La cuestión es que con el Eagle ya alunizado, Aldrin abrió el bolsillo situado en la parte alta del muslo y sacó un minúsculo cáliz de plata, un vial médico lleno de vino y una oblea de pan. El teclado del ordenador hizo las veces de altar. Neil Armstrong, como hombre de hielo que era, permaneció callado.

Antes de despedir esta primera crónica lunática, toca cumplir con la palabra. Urión. Los menús espaciales se concebían para que generaran el mínimo número de residuos. El pavo venía deshuesado. Lógico.
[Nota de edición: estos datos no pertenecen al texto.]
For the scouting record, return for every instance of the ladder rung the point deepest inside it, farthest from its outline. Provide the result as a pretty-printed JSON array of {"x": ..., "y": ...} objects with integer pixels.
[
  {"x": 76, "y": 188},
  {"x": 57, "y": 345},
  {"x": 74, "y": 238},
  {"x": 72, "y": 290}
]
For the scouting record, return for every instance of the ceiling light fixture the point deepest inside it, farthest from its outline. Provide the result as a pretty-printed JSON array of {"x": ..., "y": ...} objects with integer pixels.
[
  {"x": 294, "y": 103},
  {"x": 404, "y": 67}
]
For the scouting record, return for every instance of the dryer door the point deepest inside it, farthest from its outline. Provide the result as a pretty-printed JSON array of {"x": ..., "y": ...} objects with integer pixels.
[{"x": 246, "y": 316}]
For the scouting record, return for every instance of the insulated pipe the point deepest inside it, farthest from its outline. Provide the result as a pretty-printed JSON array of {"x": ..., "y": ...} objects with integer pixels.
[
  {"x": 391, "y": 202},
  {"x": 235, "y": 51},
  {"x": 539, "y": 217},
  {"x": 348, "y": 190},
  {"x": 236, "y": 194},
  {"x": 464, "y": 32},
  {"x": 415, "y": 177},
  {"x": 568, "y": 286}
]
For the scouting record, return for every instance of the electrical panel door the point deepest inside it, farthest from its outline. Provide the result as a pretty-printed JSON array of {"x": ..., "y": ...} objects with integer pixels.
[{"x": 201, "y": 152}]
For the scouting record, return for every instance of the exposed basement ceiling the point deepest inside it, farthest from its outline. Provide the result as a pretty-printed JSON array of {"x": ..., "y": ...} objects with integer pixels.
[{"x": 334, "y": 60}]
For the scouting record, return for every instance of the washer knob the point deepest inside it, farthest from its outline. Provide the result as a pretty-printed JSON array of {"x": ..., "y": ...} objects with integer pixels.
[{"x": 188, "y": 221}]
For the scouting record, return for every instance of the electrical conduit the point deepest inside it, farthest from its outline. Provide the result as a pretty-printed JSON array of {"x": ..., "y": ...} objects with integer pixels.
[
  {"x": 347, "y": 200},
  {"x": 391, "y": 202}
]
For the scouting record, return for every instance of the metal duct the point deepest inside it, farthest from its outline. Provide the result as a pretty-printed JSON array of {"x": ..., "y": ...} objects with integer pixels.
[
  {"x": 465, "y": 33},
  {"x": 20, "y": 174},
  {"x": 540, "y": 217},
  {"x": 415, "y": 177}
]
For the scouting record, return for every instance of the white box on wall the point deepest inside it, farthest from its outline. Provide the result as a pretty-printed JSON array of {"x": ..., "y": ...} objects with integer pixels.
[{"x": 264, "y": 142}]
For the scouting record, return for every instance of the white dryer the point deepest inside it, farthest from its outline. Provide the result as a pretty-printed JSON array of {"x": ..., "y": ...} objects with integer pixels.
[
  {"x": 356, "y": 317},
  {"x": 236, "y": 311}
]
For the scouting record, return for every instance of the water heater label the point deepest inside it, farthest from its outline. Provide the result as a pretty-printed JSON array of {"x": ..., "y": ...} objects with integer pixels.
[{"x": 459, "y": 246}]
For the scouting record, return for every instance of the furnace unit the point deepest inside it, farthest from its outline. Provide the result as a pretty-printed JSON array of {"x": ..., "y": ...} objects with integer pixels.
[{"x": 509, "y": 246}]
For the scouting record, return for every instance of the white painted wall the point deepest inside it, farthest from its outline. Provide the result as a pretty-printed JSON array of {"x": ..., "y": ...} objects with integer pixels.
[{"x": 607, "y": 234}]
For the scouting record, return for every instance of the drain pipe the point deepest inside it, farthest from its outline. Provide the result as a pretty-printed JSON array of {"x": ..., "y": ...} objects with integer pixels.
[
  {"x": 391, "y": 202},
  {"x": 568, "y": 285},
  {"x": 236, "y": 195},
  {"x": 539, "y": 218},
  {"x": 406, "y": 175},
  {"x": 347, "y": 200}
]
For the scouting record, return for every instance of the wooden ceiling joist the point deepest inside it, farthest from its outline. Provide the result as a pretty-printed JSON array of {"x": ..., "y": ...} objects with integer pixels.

Pero otra cuestión eran los residuos que genera el cuerpo humano. Para no indigestarle a nadie esta lectura, mejor no entrar en excesivos detalles sobre el zurullo ingrávido del Apollo 10, del que ninguno de los tres astronautas a bordo, Cernan, Stafford y Youg, admitían la paternidad. La cómica conversación que mantuvieron sobre la cuestión llevó el sello de «confidencial» durante un tiempo. Así que tal vez sea mejor contar solo una anécdota sobre micciones.

La orina se expulsaba de la nave a través de un conducto. Cuando salía al exterior se congelaba. Aquel hielo acompañaba un rato a la nave. Desde las escotillas se podía ver el brillo de esos cristales como unas estrellas más en el firmamento. A alguien se le ocurrió bautizar aquello como la constelación de Urión. Así se la llama aún.